To that end, this article will show the basics of setting up a synchronous, multi-master replicated instance of PGCluster. For simplicity and ease of use, I am running this tutorial using virtual instances of CentOS 5 deployed using the VMWare Player. I highly recommend you obtain this free utility, as it gives you the freedom to run virtual machine instances without having to pay too much. Once you have downloaded and installed VMWare Player, you can download a pre-built CentOS 5 instance to run in the player. I made a copy of the CentOS 5 VM in another directory so that I can run 2 separate, virtual instances of it for this tutorial. You will need to configure each VM instance to have bridged network support, utilizing DHCP. In a real-world scenario, you would use static IPs for addressing, but for the purposes of this tutorial it is not necessary. After starting the VM instances for the first time, you will need to install some compiler tools in order to build PGCluster. This includes gcc, bison, and flex, as well as their respective -devel packages. To install these packages, simply run the following from the command prompt in each VM instance:

yum -y install gcc gcc-c++ flex flex-devel bison bison-devel

Once your development environments are setup, you are ready to download and compile PGCluster. There are 2 different methods for building PGCluster. The first involves downloading a patch to the original PostgreSQL source distribution. You simply apply the patch prior to compiling PostgreSQL in order to add the PGCluster support. This method is very useful if there are other patches you wish to install prior to building PostgreSQL. The second method involves downloading the complete PGCluster distribution. This distribution includes the PostgreSQL source tree already patched with PGCluster. We will use the second, full-distribution method for simplicity. As of this writing, the latest version of PGCluster is 1.7.0rc5, and is available for download here. Download the tar/gz file and unpack it on each VM instance. Building PGCluster is as simple as running:

./configure; make; make install.

This will install PGCluster to /usr/local/pgsql, by default. There is more information about the installation process available at the PGCluster website. Now that we have successfully built PGCluster, it's time to start the configuration process.

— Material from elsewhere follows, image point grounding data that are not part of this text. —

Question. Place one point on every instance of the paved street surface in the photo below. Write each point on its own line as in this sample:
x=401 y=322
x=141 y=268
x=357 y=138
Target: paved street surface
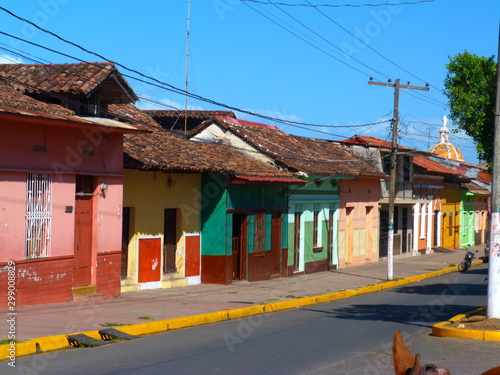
x=138 y=307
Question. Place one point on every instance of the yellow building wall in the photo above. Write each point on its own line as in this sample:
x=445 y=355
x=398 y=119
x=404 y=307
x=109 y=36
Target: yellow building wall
x=359 y=222
x=450 y=222
x=148 y=194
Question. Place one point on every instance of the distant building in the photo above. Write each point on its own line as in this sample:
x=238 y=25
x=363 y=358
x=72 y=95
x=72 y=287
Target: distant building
x=444 y=148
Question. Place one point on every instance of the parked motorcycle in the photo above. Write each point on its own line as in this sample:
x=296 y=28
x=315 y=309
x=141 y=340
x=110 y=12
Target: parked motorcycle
x=467 y=262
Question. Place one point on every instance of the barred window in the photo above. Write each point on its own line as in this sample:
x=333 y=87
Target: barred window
x=260 y=232
x=38 y=214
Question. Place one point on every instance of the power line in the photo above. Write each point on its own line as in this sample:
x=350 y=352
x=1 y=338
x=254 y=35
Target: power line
x=339 y=5
x=306 y=41
x=367 y=45
x=333 y=45
x=164 y=85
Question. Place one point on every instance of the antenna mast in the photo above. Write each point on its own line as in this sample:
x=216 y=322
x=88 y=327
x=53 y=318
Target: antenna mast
x=187 y=68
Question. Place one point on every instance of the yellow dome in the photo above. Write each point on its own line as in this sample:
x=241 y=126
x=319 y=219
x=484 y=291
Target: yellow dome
x=447 y=151
x=444 y=148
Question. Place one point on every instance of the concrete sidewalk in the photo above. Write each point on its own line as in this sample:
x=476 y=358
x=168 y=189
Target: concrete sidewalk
x=209 y=303
x=139 y=307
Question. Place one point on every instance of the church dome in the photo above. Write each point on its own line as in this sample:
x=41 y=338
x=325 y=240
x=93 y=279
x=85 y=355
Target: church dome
x=444 y=148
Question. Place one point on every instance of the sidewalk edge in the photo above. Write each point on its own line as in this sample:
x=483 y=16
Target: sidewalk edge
x=59 y=342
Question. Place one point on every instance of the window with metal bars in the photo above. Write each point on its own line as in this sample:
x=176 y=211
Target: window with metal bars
x=260 y=232
x=38 y=214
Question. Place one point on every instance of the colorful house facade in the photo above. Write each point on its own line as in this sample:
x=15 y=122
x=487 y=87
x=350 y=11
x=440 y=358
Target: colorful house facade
x=377 y=153
x=315 y=237
x=198 y=212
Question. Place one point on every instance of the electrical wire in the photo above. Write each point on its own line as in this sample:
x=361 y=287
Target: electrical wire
x=333 y=45
x=370 y=47
x=340 y=5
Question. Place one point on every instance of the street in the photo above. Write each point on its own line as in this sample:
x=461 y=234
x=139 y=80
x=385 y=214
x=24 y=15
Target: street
x=352 y=336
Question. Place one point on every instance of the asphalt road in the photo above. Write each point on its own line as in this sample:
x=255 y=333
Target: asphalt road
x=351 y=336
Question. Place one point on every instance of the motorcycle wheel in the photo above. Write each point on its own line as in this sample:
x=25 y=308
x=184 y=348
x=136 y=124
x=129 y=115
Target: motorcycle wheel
x=463 y=266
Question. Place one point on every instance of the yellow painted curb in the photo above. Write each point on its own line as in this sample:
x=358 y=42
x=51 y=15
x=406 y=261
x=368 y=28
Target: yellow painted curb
x=246 y=311
x=290 y=304
x=51 y=343
x=492 y=335
x=324 y=298
x=47 y=344
x=369 y=289
x=441 y=330
x=393 y=284
x=144 y=328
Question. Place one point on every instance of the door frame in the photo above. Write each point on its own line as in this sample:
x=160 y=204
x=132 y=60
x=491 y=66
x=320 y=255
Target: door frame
x=86 y=257
x=240 y=239
x=156 y=284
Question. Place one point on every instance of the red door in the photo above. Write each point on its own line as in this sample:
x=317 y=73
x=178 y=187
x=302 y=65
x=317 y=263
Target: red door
x=83 y=240
x=149 y=259
x=239 y=246
x=276 y=223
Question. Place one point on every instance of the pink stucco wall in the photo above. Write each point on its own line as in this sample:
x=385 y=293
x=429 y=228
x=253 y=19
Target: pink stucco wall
x=358 y=195
x=78 y=150
x=72 y=151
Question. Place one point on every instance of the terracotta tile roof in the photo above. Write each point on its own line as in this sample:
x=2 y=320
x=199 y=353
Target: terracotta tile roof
x=10 y=97
x=432 y=167
x=12 y=102
x=160 y=150
x=81 y=78
x=180 y=122
x=160 y=113
x=484 y=177
x=475 y=188
x=308 y=155
x=364 y=140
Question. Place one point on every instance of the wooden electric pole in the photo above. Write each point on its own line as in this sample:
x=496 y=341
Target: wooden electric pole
x=494 y=261
x=394 y=167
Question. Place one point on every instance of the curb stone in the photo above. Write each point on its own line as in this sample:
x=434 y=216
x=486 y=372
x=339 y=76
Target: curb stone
x=60 y=342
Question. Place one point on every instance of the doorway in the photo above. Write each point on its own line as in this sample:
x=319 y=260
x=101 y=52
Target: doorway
x=83 y=241
x=170 y=240
x=239 y=236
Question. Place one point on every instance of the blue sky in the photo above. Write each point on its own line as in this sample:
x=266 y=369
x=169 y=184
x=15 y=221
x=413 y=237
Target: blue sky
x=298 y=63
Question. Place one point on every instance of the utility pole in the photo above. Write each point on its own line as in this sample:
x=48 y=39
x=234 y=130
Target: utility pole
x=494 y=261
x=394 y=167
x=188 y=34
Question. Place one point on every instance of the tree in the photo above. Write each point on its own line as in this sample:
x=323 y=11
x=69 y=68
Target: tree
x=470 y=86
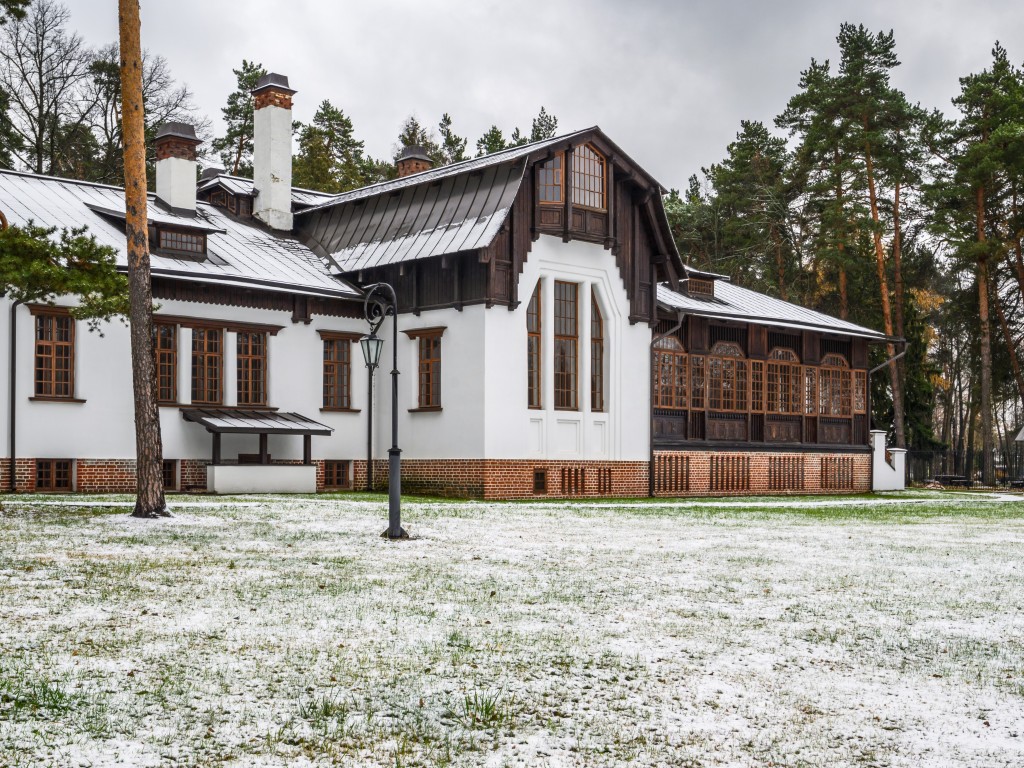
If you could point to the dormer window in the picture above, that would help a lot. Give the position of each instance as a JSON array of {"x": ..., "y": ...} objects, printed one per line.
[
  {"x": 549, "y": 181},
  {"x": 588, "y": 177},
  {"x": 181, "y": 243}
]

First, some terminology. PGCluster consists of 3 main components:

  • Clusters
  • Load Balancers
  • Replicators
A Cluster is simply a database instance. The data in the clusters is what is replicated. A Load Balancer exists to share the query load between all the databases in the replication scheme. Lastly, the Replicator is used to replicate, or synchronize, data between all the clusters. In our tutorial, we will build a replication scheme with the following components:
  • Two clusters, clusterdb1 and clusterdb2
  • Once load balancer, pglb
  • Two replicators, pgrepl1 and pgrepl2
Our logical design will look like this when we are finished:



It is possible to install more than one PGCluster component (cluster, load balancer, replicator) on a single system. For our example, we will put 1 cluster on each VM, with the load balancer on VM 1, and the replicators on each VM. In practice, however, you may find you receive better performance by having each node run as a dedicated PGCluster component. When finished, the physical design will look like this:



Prior to configuring PGCluster, it is important to ensure that the hostnames for all the PGCluster components can be resolved to IP addresses. You may do this using DNS, or simply add the required entries to the /etc/hosts file. In our case, clusterdb1, pglb, and pgrepl1 all resolve to 192.168.72.128. Both clusterdb2 and pgrepl2 resolve to 192.168.72.129.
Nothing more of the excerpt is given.